New database links added are to:

PANDIT, a database of multiple sequence alignments and phylogenetic trees based on Pfam signatures.

MSDsite, provides a link to the PROSITE ligand statistics page of MSD.

Contents and coverage of the current release

InterPro protein matches are now calculated for all UniProt proteins, which are a combination of UniProt/Swiss-Prot, UniProt/TrEMBL and PIR proteins. For more information see UniProt.

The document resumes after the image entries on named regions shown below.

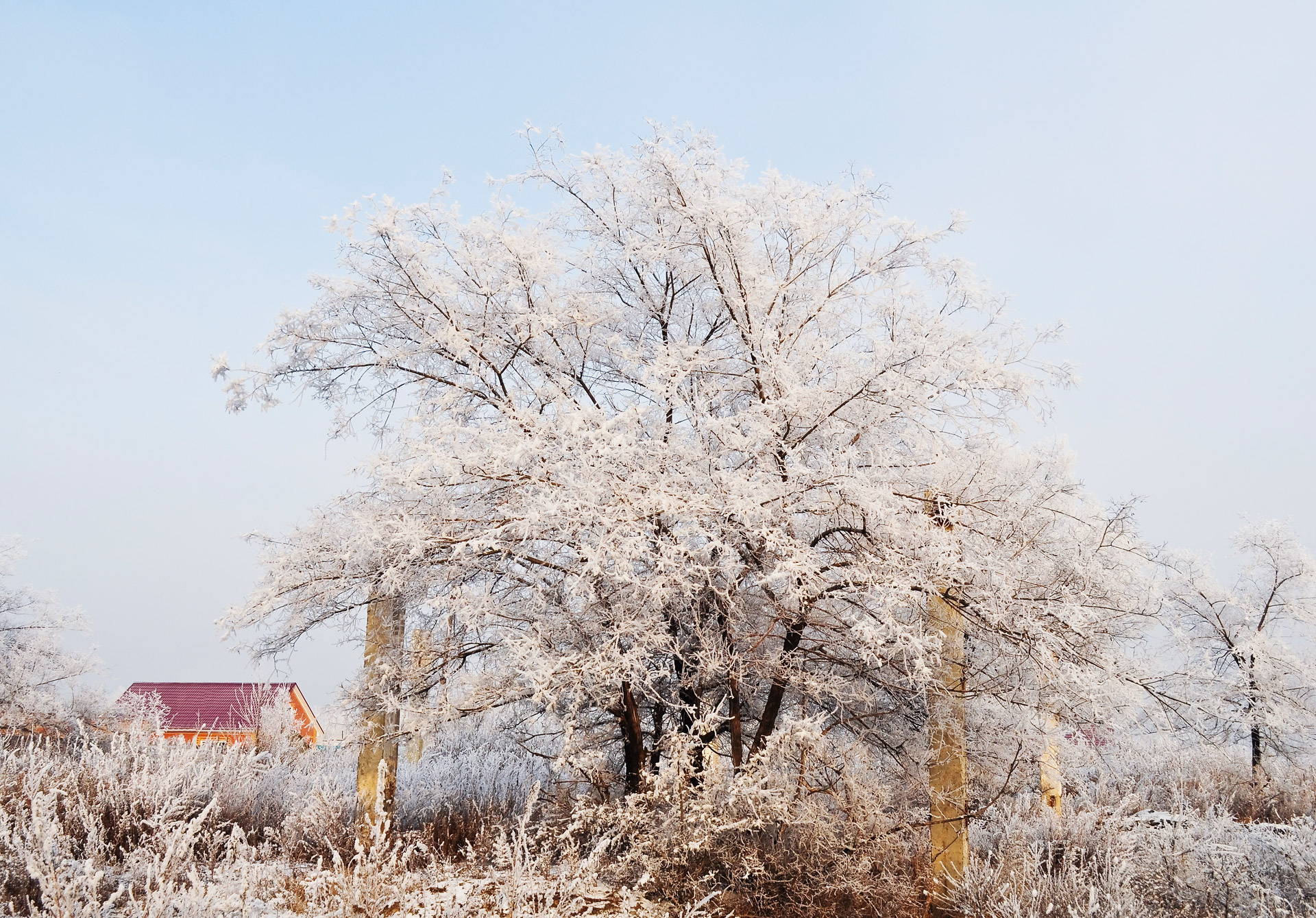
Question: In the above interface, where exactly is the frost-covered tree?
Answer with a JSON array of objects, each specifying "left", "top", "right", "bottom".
[
  {"left": 1166, "top": 520, "right": 1316, "bottom": 772},
  {"left": 0, "top": 539, "right": 96, "bottom": 729},
  {"left": 217, "top": 128, "right": 1143, "bottom": 790}
]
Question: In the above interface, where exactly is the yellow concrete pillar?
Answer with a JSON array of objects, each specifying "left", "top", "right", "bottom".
[
  {"left": 927, "top": 494, "right": 968, "bottom": 915},
  {"left": 356, "top": 594, "right": 405, "bottom": 842}
]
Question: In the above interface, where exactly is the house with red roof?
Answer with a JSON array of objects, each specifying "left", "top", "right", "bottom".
[{"left": 123, "top": 682, "right": 322, "bottom": 745}]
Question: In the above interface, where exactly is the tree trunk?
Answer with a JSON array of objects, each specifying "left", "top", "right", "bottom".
[
  {"left": 1247, "top": 657, "right": 1260, "bottom": 784},
  {"left": 748, "top": 620, "right": 804, "bottom": 755},
  {"left": 356, "top": 594, "right": 405, "bottom": 843},
  {"left": 928, "top": 592, "right": 968, "bottom": 914},
  {"left": 620, "top": 682, "right": 645, "bottom": 794},
  {"left": 727, "top": 677, "right": 745, "bottom": 775},
  {"left": 649, "top": 701, "right": 667, "bottom": 775}
]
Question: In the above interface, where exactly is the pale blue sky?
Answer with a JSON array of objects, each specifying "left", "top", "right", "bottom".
[{"left": 0, "top": 3, "right": 1316, "bottom": 705}]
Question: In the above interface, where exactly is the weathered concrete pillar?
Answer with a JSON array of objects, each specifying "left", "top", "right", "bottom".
[
  {"left": 927, "top": 494, "right": 968, "bottom": 915},
  {"left": 928, "top": 584, "right": 968, "bottom": 914},
  {"left": 356, "top": 595, "right": 405, "bottom": 842},
  {"left": 1037, "top": 711, "right": 1064, "bottom": 819}
]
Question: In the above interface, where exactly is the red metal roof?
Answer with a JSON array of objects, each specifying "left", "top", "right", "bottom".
[{"left": 123, "top": 682, "right": 319, "bottom": 731}]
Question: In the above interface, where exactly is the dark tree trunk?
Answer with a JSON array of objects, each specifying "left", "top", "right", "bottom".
[
  {"left": 717, "top": 602, "right": 745, "bottom": 775},
  {"left": 620, "top": 682, "right": 645, "bottom": 794},
  {"left": 748, "top": 620, "right": 804, "bottom": 755}
]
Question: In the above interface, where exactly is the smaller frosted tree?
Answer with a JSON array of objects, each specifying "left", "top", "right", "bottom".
[
  {"left": 1166, "top": 522, "right": 1316, "bottom": 775},
  {"left": 0, "top": 537, "right": 96, "bottom": 729}
]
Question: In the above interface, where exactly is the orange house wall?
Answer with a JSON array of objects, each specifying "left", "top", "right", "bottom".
[{"left": 160, "top": 689, "right": 320, "bottom": 745}]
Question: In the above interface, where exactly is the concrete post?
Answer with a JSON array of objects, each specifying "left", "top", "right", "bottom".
[
  {"left": 928, "top": 494, "right": 968, "bottom": 915},
  {"left": 356, "top": 594, "right": 405, "bottom": 844}
]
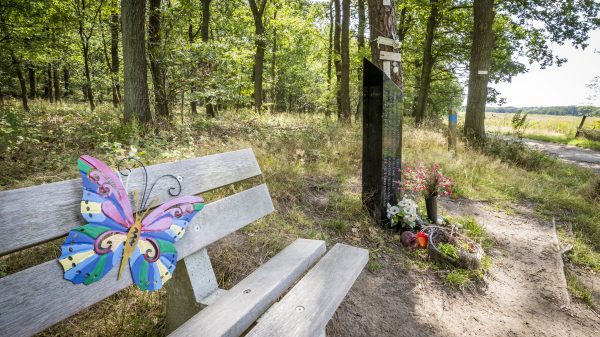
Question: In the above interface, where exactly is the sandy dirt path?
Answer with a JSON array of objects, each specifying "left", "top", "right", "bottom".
[
  {"left": 502, "top": 136, "right": 600, "bottom": 173},
  {"left": 327, "top": 202, "right": 600, "bottom": 337}
]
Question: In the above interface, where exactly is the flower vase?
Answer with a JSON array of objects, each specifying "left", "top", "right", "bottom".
[{"left": 425, "top": 195, "right": 437, "bottom": 225}]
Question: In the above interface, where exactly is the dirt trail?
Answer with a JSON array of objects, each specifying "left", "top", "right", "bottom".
[
  {"left": 327, "top": 202, "right": 600, "bottom": 337},
  {"left": 512, "top": 138, "right": 600, "bottom": 173}
]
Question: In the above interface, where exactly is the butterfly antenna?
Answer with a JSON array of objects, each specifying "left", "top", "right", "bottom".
[{"left": 140, "top": 198, "right": 158, "bottom": 219}]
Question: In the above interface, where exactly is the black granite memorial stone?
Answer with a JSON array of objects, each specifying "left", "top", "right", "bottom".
[{"left": 362, "top": 59, "right": 402, "bottom": 224}]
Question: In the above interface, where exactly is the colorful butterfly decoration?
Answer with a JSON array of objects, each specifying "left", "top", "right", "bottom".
[{"left": 59, "top": 155, "right": 204, "bottom": 291}]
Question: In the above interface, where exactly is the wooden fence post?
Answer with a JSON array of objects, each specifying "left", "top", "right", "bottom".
[
  {"left": 575, "top": 115, "right": 587, "bottom": 138},
  {"left": 448, "top": 110, "right": 458, "bottom": 152}
]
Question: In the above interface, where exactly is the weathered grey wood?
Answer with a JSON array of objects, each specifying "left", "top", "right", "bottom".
[
  {"left": 0, "top": 149, "right": 261, "bottom": 255},
  {"left": 0, "top": 184, "right": 273, "bottom": 336},
  {"left": 183, "top": 248, "right": 219, "bottom": 303},
  {"left": 246, "top": 243, "right": 369, "bottom": 337},
  {"left": 165, "top": 248, "right": 227, "bottom": 333},
  {"left": 170, "top": 239, "right": 325, "bottom": 337}
]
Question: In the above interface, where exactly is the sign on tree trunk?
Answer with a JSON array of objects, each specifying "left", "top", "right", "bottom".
[{"left": 362, "top": 59, "right": 402, "bottom": 224}]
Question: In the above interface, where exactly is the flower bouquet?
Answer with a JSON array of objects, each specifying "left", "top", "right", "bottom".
[
  {"left": 400, "top": 163, "right": 452, "bottom": 224},
  {"left": 386, "top": 197, "right": 422, "bottom": 229}
]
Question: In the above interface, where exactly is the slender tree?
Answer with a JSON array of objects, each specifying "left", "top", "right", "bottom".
[
  {"left": 148, "top": 0, "right": 170, "bottom": 118},
  {"left": 27, "top": 64, "right": 37, "bottom": 99},
  {"left": 415, "top": 0, "right": 438, "bottom": 125},
  {"left": 10, "top": 50, "right": 29, "bottom": 112},
  {"left": 333, "top": 0, "right": 342, "bottom": 118},
  {"left": 52, "top": 62, "right": 61, "bottom": 103},
  {"left": 75, "top": 0, "right": 104, "bottom": 111},
  {"left": 248, "top": 0, "right": 268, "bottom": 112},
  {"left": 325, "top": 0, "right": 334, "bottom": 117},
  {"left": 44, "top": 63, "right": 54, "bottom": 103},
  {"left": 271, "top": 0, "right": 277, "bottom": 112},
  {"left": 110, "top": 10, "right": 122, "bottom": 108},
  {"left": 340, "top": 0, "right": 350, "bottom": 123},
  {"left": 121, "top": 0, "right": 152, "bottom": 123},
  {"left": 368, "top": 0, "right": 402, "bottom": 89},
  {"left": 354, "top": 0, "right": 367, "bottom": 120},
  {"left": 200, "top": 0, "right": 217, "bottom": 117},
  {"left": 63, "top": 65, "right": 71, "bottom": 97},
  {"left": 464, "top": 0, "right": 494, "bottom": 140}
]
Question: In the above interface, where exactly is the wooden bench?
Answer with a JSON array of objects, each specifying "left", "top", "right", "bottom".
[{"left": 0, "top": 149, "right": 368, "bottom": 337}]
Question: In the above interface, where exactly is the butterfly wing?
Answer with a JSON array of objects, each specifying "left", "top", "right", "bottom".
[
  {"left": 77, "top": 155, "right": 133, "bottom": 230},
  {"left": 59, "top": 156, "right": 133, "bottom": 284},
  {"left": 129, "top": 196, "right": 204, "bottom": 290},
  {"left": 58, "top": 224, "right": 127, "bottom": 284}
]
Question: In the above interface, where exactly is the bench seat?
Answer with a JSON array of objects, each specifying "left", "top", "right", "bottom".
[{"left": 169, "top": 239, "right": 325, "bottom": 337}]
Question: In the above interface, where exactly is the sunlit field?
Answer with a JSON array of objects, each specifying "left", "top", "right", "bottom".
[{"left": 485, "top": 112, "right": 600, "bottom": 150}]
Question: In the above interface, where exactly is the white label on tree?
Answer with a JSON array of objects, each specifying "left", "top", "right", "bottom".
[
  {"left": 379, "top": 50, "right": 401, "bottom": 62},
  {"left": 383, "top": 61, "right": 392, "bottom": 78},
  {"left": 377, "top": 36, "right": 400, "bottom": 48}
]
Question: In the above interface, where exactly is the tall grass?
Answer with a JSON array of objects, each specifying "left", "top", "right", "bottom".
[
  {"left": 0, "top": 103, "right": 600, "bottom": 335},
  {"left": 485, "top": 112, "right": 600, "bottom": 151}
]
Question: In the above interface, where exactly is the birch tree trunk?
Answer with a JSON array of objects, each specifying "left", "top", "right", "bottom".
[
  {"left": 148, "top": 0, "right": 170, "bottom": 118},
  {"left": 415, "top": 0, "right": 438, "bottom": 125},
  {"left": 121, "top": 0, "right": 152, "bottom": 123},
  {"left": 464, "top": 0, "right": 494, "bottom": 141},
  {"left": 340, "top": 0, "right": 350, "bottom": 123},
  {"left": 368, "top": 0, "right": 402, "bottom": 90}
]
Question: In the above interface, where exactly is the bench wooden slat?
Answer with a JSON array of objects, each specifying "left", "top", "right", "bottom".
[
  {"left": 0, "top": 149, "right": 261, "bottom": 255},
  {"left": 0, "top": 184, "right": 274, "bottom": 336},
  {"left": 169, "top": 239, "right": 325, "bottom": 337},
  {"left": 246, "top": 243, "right": 369, "bottom": 337}
]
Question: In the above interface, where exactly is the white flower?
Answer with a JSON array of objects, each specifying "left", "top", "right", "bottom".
[{"left": 387, "top": 204, "right": 400, "bottom": 219}]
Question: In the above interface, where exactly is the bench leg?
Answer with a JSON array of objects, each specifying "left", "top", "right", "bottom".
[{"left": 165, "top": 249, "right": 219, "bottom": 334}]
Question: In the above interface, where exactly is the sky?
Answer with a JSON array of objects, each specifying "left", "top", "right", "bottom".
[{"left": 490, "top": 30, "right": 600, "bottom": 107}]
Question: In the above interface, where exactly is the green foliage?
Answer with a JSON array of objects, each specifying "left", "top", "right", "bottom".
[
  {"left": 485, "top": 105, "right": 600, "bottom": 116},
  {"left": 565, "top": 270, "right": 595, "bottom": 307},
  {"left": 512, "top": 110, "right": 528, "bottom": 138},
  {"left": 482, "top": 138, "right": 556, "bottom": 170},
  {"left": 437, "top": 242, "right": 458, "bottom": 260}
]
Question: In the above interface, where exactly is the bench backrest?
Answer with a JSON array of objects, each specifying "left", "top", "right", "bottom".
[{"left": 0, "top": 149, "right": 274, "bottom": 336}]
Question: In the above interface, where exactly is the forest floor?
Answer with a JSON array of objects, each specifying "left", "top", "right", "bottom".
[
  {"left": 0, "top": 102, "right": 600, "bottom": 336},
  {"left": 500, "top": 136, "right": 600, "bottom": 173},
  {"left": 327, "top": 200, "right": 600, "bottom": 337}
]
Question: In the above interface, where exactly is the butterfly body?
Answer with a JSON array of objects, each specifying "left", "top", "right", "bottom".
[{"left": 59, "top": 156, "right": 204, "bottom": 290}]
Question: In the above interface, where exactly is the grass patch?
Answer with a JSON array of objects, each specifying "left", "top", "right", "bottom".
[
  {"left": 0, "top": 101, "right": 600, "bottom": 335},
  {"left": 565, "top": 270, "right": 595, "bottom": 308}
]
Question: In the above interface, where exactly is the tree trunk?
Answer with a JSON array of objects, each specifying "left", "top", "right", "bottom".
[
  {"left": 333, "top": 0, "right": 342, "bottom": 119},
  {"left": 44, "top": 63, "right": 54, "bottom": 103},
  {"left": 368, "top": 0, "right": 402, "bottom": 90},
  {"left": 354, "top": 0, "right": 367, "bottom": 120},
  {"left": 340, "top": 0, "right": 350, "bottom": 123},
  {"left": 27, "top": 64, "right": 37, "bottom": 99},
  {"left": 464, "top": 0, "right": 494, "bottom": 141},
  {"left": 81, "top": 42, "right": 96, "bottom": 111},
  {"left": 325, "top": 0, "right": 334, "bottom": 117},
  {"left": 121, "top": 0, "right": 152, "bottom": 123},
  {"left": 271, "top": 0, "right": 277, "bottom": 113},
  {"left": 148, "top": 0, "right": 170, "bottom": 118},
  {"left": 200, "top": 0, "right": 217, "bottom": 117},
  {"left": 188, "top": 24, "right": 198, "bottom": 115},
  {"left": 110, "top": 13, "right": 121, "bottom": 108},
  {"left": 249, "top": 0, "right": 268, "bottom": 112},
  {"left": 63, "top": 66, "right": 71, "bottom": 97},
  {"left": 415, "top": 0, "right": 438, "bottom": 125},
  {"left": 10, "top": 50, "right": 29, "bottom": 112},
  {"left": 52, "top": 64, "right": 61, "bottom": 103}
]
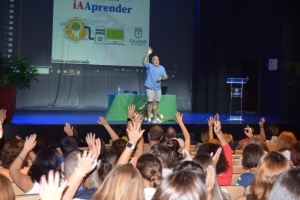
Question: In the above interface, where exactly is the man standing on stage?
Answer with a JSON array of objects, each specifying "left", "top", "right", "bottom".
[{"left": 143, "top": 47, "right": 168, "bottom": 123}]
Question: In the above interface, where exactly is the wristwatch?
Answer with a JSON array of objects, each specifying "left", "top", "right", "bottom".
[{"left": 126, "top": 142, "right": 135, "bottom": 150}]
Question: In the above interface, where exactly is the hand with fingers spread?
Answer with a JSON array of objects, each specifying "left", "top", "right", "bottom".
[
  {"left": 207, "top": 116, "right": 214, "bottom": 128},
  {"left": 244, "top": 125, "right": 253, "bottom": 138},
  {"left": 175, "top": 112, "right": 183, "bottom": 124},
  {"left": 258, "top": 117, "right": 266, "bottom": 128},
  {"left": 0, "top": 109, "right": 6, "bottom": 125},
  {"left": 23, "top": 133, "right": 36, "bottom": 153},
  {"left": 127, "top": 104, "right": 135, "bottom": 119},
  {"left": 64, "top": 122, "right": 74, "bottom": 136},
  {"left": 206, "top": 165, "right": 216, "bottom": 194},
  {"left": 85, "top": 132, "right": 96, "bottom": 151},
  {"left": 133, "top": 113, "right": 144, "bottom": 124},
  {"left": 98, "top": 116, "right": 108, "bottom": 126},
  {"left": 210, "top": 147, "right": 222, "bottom": 166},
  {"left": 40, "top": 170, "right": 67, "bottom": 200},
  {"left": 75, "top": 151, "right": 97, "bottom": 175},
  {"left": 126, "top": 122, "right": 145, "bottom": 145}
]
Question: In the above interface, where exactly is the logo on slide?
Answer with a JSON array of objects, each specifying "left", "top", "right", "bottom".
[
  {"left": 65, "top": 18, "right": 87, "bottom": 42},
  {"left": 134, "top": 26, "right": 143, "bottom": 38}
]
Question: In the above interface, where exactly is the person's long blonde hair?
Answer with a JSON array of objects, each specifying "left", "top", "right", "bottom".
[
  {"left": 0, "top": 174, "right": 15, "bottom": 200},
  {"left": 250, "top": 151, "right": 290, "bottom": 200},
  {"left": 92, "top": 163, "right": 145, "bottom": 200}
]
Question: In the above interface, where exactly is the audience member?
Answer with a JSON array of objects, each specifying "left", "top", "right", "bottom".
[
  {"left": 92, "top": 163, "right": 145, "bottom": 200},
  {"left": 269, "top": 168, "right": 300, "bottom": 200},
  {"left": 236, "top": 144, "right": 265, "bottom": 189},
  {"left": 290, "top": 142, "right": 300, "bottom": 168},
  {"left": 238, "top": 151, "right": 290, "bottom": 200},
  {"left": 9, "top": 134, "right": 61, "bottom": 194},
  {"left": 277, "top": 131, "right": 297, "bottom": 159},
  {"left": 136, "top": 154, "right": 163, "bottom": 200},
  {"left": 0, "top": 139, "right": 29, "bottom": 182},
  {"left": 0, "top": 174, "right": 15, "bottom": 200},
  {"left": 193, "top": 154, "right": 230, "bottom": 200},
  {"left": 166, "top": 127, "right": 184, "bottom": 148},
  {"left": 152, "top": 170, "right": 208, "bottom": 200}
]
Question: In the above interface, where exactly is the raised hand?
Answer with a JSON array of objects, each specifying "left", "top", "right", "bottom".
[
  {"left": 98, "top": 116, "right": 108, "bottom": 126},
  {"left": 126, "top": 122, "right": 145, "bottom": 145},
  {"left": 64, "top": 122, "right": 73, "bottom": 136},
  {"left": 147, "top": 47, "right": 153, "bottom": 55},
  {"left": 133, "top": 113, "right": 144, "bottom": 124},
  {"left": 207, "top": 116, "right": 214, "bottom": 128},
  {"left": 40, "top": 170, "right": 67, "bottom": 200},
  {"left": 75, "top": 151, "right": 97, "bottom": 175},
  {"left": 23, "top": 133, "right": 36, "bottom": 153},
  {"left": 0, "top": 109, "right": 6, "bottom": 125},
  {"left": 85, "top": 132, "right": 96, "bottom": 151},
  {"left": 175, "top": 112, "right": 183, "bottom": 123},
  {"left": 244, "top": 125, "right": 253, "bottom": 138},
  {"left": 258, "top": 117, "right": 266, "bottom": 127},
  {"left": 210, "top": 147, "right": 222, "bottom": 166},
  {"left": 127, "top": 104, "right": 135, "bottom": 119},
  {"left": 206, "top": 165, "right": 216, "bottom": 194}
]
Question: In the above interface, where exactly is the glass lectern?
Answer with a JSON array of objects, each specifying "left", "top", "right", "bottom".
[{"left": 227, "top": 78, "right": 249, "bottom": 121}]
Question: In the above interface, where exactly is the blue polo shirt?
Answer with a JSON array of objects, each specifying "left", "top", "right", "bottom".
[{"left": 144, "top": 63, "right": 168, "bottom": 90}]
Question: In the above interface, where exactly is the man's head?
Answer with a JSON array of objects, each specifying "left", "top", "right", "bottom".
[
  {"left": 152, "top": 56, "right": 159, "bottom": 66},
  {"left": 63, "top": 150, "right": 82, "bottom": 179},
  {"left": 166, "top": 127, "right": 176, "bottom": 140},
  {"left": 148, "top": 125, "right": 164, "bottom": 142}
]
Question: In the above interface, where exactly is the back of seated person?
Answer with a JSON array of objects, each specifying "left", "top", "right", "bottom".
[{"left": 62, "top": 150, "right": 97, "bottom": 199}]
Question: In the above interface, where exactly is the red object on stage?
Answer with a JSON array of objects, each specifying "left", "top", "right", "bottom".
[{"left": 0, "top": 86, "right": 17, "bottom": 123}]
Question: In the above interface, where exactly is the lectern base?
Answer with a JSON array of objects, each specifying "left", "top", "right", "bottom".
[{"left": 227, "top": 116, "right": 244, "bottom": 121}]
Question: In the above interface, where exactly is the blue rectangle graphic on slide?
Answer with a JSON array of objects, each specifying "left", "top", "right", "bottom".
[{"left": 52, "top": 0, "right": 150, "bottom": 66}]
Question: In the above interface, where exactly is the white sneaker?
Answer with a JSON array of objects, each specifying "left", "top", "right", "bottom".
[{"left": 152, "top": 118, "right": 162, "bottom": 124}]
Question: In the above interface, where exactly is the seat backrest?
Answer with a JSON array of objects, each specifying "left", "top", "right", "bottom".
[
  {"left": 232, "top": 165, "right": 244, "bottom": 174},
  {"left": 221, "top": 185, "right": 245, "bottom": 200},
  {"left": 11, "top": 183, "right": 25, "bottom": 196},
  {"left": 231, "top": 174, "right": 241, "bottom": 185},
  {"left": 15, "top": 194, "right": 40, "bottom": 200}
]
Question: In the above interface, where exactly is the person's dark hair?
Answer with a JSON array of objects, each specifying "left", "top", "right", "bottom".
[
  {"left": 201, "top": 130, "right": 209, "bottom": 143},
  {"left": 28, "top": 148, "right": 61, "bottom": 182},
  {"left": 165, "top": 139, "right": 185, "bottom": 161},
  {"left": 0, "top": 139, "right": 28, "bottom": 169},
  {"left": 60, "top": 136, "right": 78, "bottom": 156},
  {"left": 150, "top": 143, "right": 179, "bottom": 168},
  {"left": 33, "top": 137, "right": 50, "bottom": 154},
  {"left": 136, "top": 154, "right": 163, "bottom": 188},
  {"left": 193, "top": 154, "right": 230, "bottom": 200},
  {"left": 149, "top": 125, "right": 164, "bottom": 142},
  {"left": 269, "top": 168, "right": 300, "bottom": 200},
  {"left": 290, "top": 142, "right": 300, "bottom": 168},
  {"left": 242, "top": 144, "right": 265, "bottom": 169},
  {"left": 112, "top": 139, "right": 127, "bottom": 151},
  {"left": 152, "top": 170, "right": 207, "bottom": 200},
  {"left": 0, "top": 174, "right": 15, "bottom": 200},
  {"left": 166, "top": 127, "right": 176, "bottom": 140},
  {"left": 173, "top": 160, "right": 203, "bottom": 173},
  {"left": 196, "top": 143, "right": 229, "bottom": 175},
  {"left": 98, "top": 147, "right": 123, "bottom": 182}
]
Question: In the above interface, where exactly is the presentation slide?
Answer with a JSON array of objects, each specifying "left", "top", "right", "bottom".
[{"left": 52, "top": 0, "right": 150, "bottom": 67}]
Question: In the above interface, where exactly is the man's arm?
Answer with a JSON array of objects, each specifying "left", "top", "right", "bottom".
[{"left": 142, "top": 47, "right": 153, "bottom": 65}]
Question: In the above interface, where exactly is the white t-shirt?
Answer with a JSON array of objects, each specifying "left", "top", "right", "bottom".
[
  {"left": 25, "top": 182, "right": 40, "bottom": 194},
  {"left": 144, "top": 188, "right": 156, "bottom": 200}
]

InterPro release 8.1 contains 11330 entries (last entry: IPR011995), representing 2933 domains, 8126 families, 222 repeats, 27 active sites, 21 binding sites and 20 post-translational modification sites. Overall, there are 6177236 InterPro hits from 1295396 UniProt protein sequences. A complete list is available from the ftp site.

DATABASE VERSION ENTRIES
SWISS-PROT 45.1 164201
PRINTS 37.0 1850
TrEMBL 28.1 1503829
Pfam 15.0 7426
PROSITE patterns 18.36 1748
PROSITE preprofiles N/A 125
ProDom 2004.1 1522
InterPro 8.1 11330
Smart 4.0 663
TIGRFAMs 4.0 2251
PIRSF 2.41 549
Superfamily 1.65 1160
GO Classification N/A 18059

Coverage within the protein sequence databases:

90.6% of UniProt/Swiss-Prot - 148807 of 164201 proteins
76.2% of UniProt/TrEMBL - 1146589 of 1503829 proteins
77.7% of UniProt - 1295396 of 1668030 proteins

18315 publications in PUBMED are referenced from InterPro

Forthcoming changes

The next release of InterPro will be release 8.2 scheduled for April 2005. This will include new data from the member databases and further improvements to the Taxonomy servlet and to the InterPro Domain Architecture tool. In addition, work is underway to integrate two new member databases: PANTHER, which is a database of protein families based on HMMs developed against curated protein familes associated with specific ontology terms and Gene3D, which is supplementary to the CATH database, and provides extended predictions of protein structures through HMMs.